An ABC Guide to Managing Negative Thoughts and Emotions: Part 1
As fallible human beings, we have all been guilty at some point in our lives of misinterpreting situations and jumping to conclusions. In these moments, we are particularly vulnerable to emotionally reacting to our misinterpretations, which more often than not, result in feelings of regret and thoughts such as “what have I done!?”! But did you know:
THOUGHTS ARE NOT FACTS…BUT OPINIONS
Our thoughts serve the function of helping us to interpret, evaluate and make sense of situations and events. We make these interpretations through our individual ‘lens’ through which we see and view the world, and this is largely influenced by our personal, past experiences.

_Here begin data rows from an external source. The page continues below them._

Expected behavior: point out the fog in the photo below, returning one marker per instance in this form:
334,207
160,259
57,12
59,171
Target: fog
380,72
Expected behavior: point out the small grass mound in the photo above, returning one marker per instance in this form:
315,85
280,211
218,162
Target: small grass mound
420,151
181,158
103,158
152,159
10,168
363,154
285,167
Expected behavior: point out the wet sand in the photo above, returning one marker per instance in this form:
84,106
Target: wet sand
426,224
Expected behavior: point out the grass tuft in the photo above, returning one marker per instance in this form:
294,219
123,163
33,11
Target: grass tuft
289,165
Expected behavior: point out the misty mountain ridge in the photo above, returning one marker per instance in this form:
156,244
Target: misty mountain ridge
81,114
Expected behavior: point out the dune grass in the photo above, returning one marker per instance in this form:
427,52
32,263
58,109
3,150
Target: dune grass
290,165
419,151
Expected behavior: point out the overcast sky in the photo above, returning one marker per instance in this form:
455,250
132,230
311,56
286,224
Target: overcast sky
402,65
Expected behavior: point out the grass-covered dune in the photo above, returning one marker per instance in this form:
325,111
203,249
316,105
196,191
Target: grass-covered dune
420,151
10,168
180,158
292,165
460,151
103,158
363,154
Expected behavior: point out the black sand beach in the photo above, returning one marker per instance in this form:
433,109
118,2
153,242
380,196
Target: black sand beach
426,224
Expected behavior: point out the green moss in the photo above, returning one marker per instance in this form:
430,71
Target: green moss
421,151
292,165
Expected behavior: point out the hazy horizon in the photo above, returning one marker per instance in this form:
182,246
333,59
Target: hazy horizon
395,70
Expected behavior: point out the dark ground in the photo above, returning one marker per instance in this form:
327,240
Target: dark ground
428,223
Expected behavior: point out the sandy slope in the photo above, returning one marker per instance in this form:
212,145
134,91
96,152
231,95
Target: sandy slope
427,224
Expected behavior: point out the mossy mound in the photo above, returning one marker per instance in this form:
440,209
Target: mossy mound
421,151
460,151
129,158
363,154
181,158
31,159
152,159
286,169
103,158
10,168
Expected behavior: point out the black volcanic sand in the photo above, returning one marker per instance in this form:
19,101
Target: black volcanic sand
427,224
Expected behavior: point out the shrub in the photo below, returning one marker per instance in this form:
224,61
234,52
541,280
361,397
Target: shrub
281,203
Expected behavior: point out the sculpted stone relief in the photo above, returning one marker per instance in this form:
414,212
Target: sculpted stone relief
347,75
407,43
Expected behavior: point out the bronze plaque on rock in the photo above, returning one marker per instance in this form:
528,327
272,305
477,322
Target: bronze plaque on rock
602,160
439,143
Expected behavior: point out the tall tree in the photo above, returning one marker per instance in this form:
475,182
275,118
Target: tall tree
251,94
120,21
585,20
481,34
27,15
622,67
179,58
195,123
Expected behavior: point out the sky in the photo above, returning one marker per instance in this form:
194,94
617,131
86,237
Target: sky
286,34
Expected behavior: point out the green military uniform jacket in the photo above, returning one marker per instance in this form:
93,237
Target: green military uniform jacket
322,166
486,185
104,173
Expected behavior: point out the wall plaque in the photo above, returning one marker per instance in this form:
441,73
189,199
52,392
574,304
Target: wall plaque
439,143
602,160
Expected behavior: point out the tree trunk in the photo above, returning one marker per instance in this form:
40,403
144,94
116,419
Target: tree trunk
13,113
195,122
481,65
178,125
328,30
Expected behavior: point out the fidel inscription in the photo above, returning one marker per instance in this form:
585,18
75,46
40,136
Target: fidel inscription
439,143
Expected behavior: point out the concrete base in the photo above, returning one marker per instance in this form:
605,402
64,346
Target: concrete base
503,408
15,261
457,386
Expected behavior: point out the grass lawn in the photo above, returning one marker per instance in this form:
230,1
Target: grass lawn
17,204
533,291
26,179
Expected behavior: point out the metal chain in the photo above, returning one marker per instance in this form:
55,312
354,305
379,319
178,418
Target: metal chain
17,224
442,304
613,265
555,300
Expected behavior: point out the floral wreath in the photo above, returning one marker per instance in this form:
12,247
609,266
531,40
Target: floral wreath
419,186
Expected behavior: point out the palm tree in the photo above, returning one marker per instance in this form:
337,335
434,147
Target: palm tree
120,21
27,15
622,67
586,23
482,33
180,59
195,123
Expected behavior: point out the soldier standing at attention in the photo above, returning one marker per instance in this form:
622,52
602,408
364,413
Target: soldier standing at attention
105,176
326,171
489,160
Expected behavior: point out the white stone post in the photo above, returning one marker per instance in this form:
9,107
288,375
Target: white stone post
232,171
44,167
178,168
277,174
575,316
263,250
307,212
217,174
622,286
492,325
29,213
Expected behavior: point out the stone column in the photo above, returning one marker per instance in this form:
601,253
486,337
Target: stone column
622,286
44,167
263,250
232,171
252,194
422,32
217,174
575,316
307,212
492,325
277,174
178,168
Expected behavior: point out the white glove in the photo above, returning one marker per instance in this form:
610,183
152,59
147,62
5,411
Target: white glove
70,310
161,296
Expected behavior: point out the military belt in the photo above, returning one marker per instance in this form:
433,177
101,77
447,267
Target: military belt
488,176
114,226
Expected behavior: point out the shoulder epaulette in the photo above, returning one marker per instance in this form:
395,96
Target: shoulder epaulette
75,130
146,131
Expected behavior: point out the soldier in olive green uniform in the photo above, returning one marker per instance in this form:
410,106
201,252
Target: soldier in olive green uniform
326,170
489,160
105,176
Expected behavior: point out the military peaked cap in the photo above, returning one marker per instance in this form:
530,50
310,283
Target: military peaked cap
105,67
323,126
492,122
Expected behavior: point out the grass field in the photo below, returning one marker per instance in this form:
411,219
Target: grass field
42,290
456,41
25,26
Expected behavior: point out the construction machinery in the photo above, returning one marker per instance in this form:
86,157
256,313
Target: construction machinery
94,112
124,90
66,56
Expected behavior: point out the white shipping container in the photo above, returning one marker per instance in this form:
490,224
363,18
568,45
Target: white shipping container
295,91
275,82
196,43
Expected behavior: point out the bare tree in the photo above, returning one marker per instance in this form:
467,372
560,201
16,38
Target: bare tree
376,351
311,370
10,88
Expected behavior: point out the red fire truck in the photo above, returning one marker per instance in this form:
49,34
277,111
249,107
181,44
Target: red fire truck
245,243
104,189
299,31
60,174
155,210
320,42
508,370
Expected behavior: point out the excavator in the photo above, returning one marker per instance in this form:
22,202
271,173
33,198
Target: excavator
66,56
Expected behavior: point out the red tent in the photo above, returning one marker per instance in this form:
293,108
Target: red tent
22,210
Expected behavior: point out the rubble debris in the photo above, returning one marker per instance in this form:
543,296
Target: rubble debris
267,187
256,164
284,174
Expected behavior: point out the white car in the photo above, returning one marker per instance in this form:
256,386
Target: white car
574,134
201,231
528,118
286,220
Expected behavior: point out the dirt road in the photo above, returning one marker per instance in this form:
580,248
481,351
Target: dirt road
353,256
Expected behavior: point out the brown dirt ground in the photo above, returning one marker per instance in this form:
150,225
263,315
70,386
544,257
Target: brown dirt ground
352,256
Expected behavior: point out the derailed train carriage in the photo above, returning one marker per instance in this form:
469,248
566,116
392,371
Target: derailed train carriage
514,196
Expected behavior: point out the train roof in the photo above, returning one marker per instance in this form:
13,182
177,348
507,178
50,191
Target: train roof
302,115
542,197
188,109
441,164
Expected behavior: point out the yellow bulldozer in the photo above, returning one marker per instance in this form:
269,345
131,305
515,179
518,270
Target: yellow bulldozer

For example, if you have experienced bullying in the past, you may be more prone to interpret a social interaction through a threat-based lens, and consequently be more sensitive to looking for signs that you are vulnerable to rejection or judgement again. This may lead you to experience anxiety and urges to avoid or escape. Whereas for those people who have not experienced bullying, they may interpret this exact same interaction with excitement and optimism, and participate more in the interaction:
PAST EXPERIENCES > EVENT > INTERPRETATION > RESPONSE
Our thoughts are also influenced by the emotions we carry with us into situations. If you are experiencing the emotion of happiness when your partner accidentally breaks your favourite possession, you are more likely to interpret and subsequently respond to this in an understanding way – “it’s ok, I know it was just an accident, don’t worry about it!”. By contrast, should they break that much-loved possession in a moment when you are experiencing high anxiety and stress –well, we may not interpret this or respond so compassionately:
EMOTION > EVENT > INTERPRETATION > RESPONSE
Lastly, our thoughts also influence our emotion and its intensity at any given moment. If I evaluate an event or situation as ‘good’, positive emotions such as happiness and joy will be prompted. Whereas if I evaluate an event or situation as ‘bad’, more challenging emotions such as anger or disappointment may be prompted. For example, if a friend cancels plans last minute I may make the interpretation “they obviously don’t like me”, which will likely trigger sadness and urges to withdraw:
EVENT > INTERPRETATION > EMOTION > RESPONSE
Across all of these scenarios, a type of thought bias known as emotional reasoning is being elicited. Its function is important – it is trying to help us rapidly make sense of the world and respond to it accordingly. Our emotions are useful signals after all. Whilst this ability to evaluate situations and events is incredibly important to us as human beings, and has ultimately helped us to survive and thrive from an evolutionary perspective, it can also cause us difficulties. Namely, when we interpret our thoughts as FACTS as opposed to OPINIONS; and when we react to these opinions as if they were facts and truths, without ever questioning their validity.